For those traveling in coach, the cabin consists of 64 seats in a 2-2 configuration. These seats are 18″ wide and feature 31″ of pitch – not bad for the cheap seats.
All seats in Business Class include a USB port in the seatback screen.
There is also a 110V port at the bottom left of the seat, below the armrest. I don’t really like this placement, as it’s hard to find in a dark cabin; it also makes it easy to tangle a power cord in your feet. Air Canada earns a demerit for the grime in the corner, too.
Air Canada offers the same “enRoute” entertainment system as on the 787 I flew the day before. The only differences here are the smaller screen, and no in-seat messaging.
Air Canada offers WiFi even on its regional aircraft. Pricing is so-so, at CAD $6.95 for a 30-minute pass, or CAD $20.95 for a flight pass.
I didn’t pay for WiFi, but you can access a rather rudimentary flight map for free. It’s not much, but you can track your progress, at least.
Air Canada E175 Business Class – Food & Beverage
Just a reminder, as with my other flight reviews in this series, the service shown represents pre-pandemic levels. Where I can, I’ve noted changes in service levels when flying today.
While we weren’t offered pre-departure beverages, the flight attendant did hand out bottles of water upon boarding.

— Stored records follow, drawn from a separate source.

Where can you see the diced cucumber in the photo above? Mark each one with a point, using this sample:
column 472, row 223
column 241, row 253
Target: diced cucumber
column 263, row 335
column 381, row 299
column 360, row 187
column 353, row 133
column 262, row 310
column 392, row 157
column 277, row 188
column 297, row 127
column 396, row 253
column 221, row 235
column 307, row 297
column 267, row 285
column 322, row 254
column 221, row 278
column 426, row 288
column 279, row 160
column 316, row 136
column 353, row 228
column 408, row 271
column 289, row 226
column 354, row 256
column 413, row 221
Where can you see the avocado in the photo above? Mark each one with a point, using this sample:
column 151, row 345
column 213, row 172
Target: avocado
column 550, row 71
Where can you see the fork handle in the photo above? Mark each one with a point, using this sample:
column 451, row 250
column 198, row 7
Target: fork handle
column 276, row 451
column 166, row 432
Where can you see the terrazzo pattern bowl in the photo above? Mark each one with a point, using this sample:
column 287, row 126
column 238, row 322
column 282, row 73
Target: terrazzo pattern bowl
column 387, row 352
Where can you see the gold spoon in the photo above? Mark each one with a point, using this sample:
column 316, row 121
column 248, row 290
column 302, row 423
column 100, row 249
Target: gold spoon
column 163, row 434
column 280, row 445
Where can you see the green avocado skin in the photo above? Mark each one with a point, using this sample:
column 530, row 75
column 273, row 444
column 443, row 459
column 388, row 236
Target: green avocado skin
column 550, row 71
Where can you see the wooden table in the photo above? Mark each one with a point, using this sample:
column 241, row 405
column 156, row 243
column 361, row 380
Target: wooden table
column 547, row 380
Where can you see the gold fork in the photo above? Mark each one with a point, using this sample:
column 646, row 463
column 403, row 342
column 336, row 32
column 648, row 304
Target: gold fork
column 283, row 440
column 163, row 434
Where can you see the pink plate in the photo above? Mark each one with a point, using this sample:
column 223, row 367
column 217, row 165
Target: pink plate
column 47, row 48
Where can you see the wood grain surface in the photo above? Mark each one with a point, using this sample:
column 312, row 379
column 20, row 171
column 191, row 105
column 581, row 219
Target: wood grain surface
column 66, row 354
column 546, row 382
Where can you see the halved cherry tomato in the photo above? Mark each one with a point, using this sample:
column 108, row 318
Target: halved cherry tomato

Currently, AC still offers the bottle of water before departure, along with a kit including hand sanitizer, wet wipes, and a mask.
During boarding, the FA distributed menus and took main course orders. I was pleasantly surprised to find hot meal options on this regional flight
About half an hour after takeoff, meal service commenced. The service began with a beverage service. I ordered a gin and tonic, for the obligatory G&T selfie.
I ordered the pasta, which the FA served about 30 minutes after beverages. Everything was served on a single tray, rather than in courses, though on real tableware.
Too much sauce on the pasta, perhaps, but I found the dish pretty tasty. While typically a “safe” choice, pasta on a plane frequently comes out too mushy for my tastes. This one wasn’t bad, though. The salad was fine, though instead of strawberry pieces and balsamic vinaigrette, a strawberry vinaigrette would have been more successful. I also enjoyed the maple mousse cake, and kudos for including something decidedly Canadian. Overall, I enjoyed the meal service, and found it especially good for a regional flight.
Current meal service isn’t actually all that much different. Air Canada’s service guide indicates a hot dish, salad, bread, and dessert on a single tray. In addition, bar service currently does NOT include spirits (beer and wine only).
After lunch, I ordered a hot tea to finish.
I found service on this flight pretty good. The Business Class FA was attentive without being overbearing. Food and drink service was reasonably efficient, and the FA came through several times to offer refills.
After a rainy morning in Vancouver the day before, we enjoyed a sunny morning departing Toronto this day. As we taxied to the runway, I spotted my favorite Air Canada livery, the “ice blue” Dreamliner.
Next door was Emirates’ flagship A380.
We first passed over the northern suburbs of Toronto as we took off to the east. The fall colors were in peak form on this mid-October morning.
Soon after, as we turned around to head southwest, we enjoyed a spectacular view of downtown Toronto.
Thanks to the clear morning, you could also see across Lake Ontario to upstate New York.
After lunch, we made a fly by just north of Indianapolis, with a full view of downtown.
A few minutes later, I enjoyed a cool view of the IND airfield.
And finally, a good view of downtown Dallas as we prepared to hook a U and approach DFW from the south.
Well, actually, there’s one more. Before leaving Terminal E to head home, I spied our E175 and snapped one last photo of my quick Canadian getaway.
Air Canada E175 Business Class – Final Thoughts
I enjoyed this flight on Air Canada Business Class. The E175 offered a comfortable seat and very decent food and service. But Business Class on this route represents a pretty steep premium over coach. Coach fares for this flight ran roughly $130. A $300+ difference is a bit much for a flight of this length.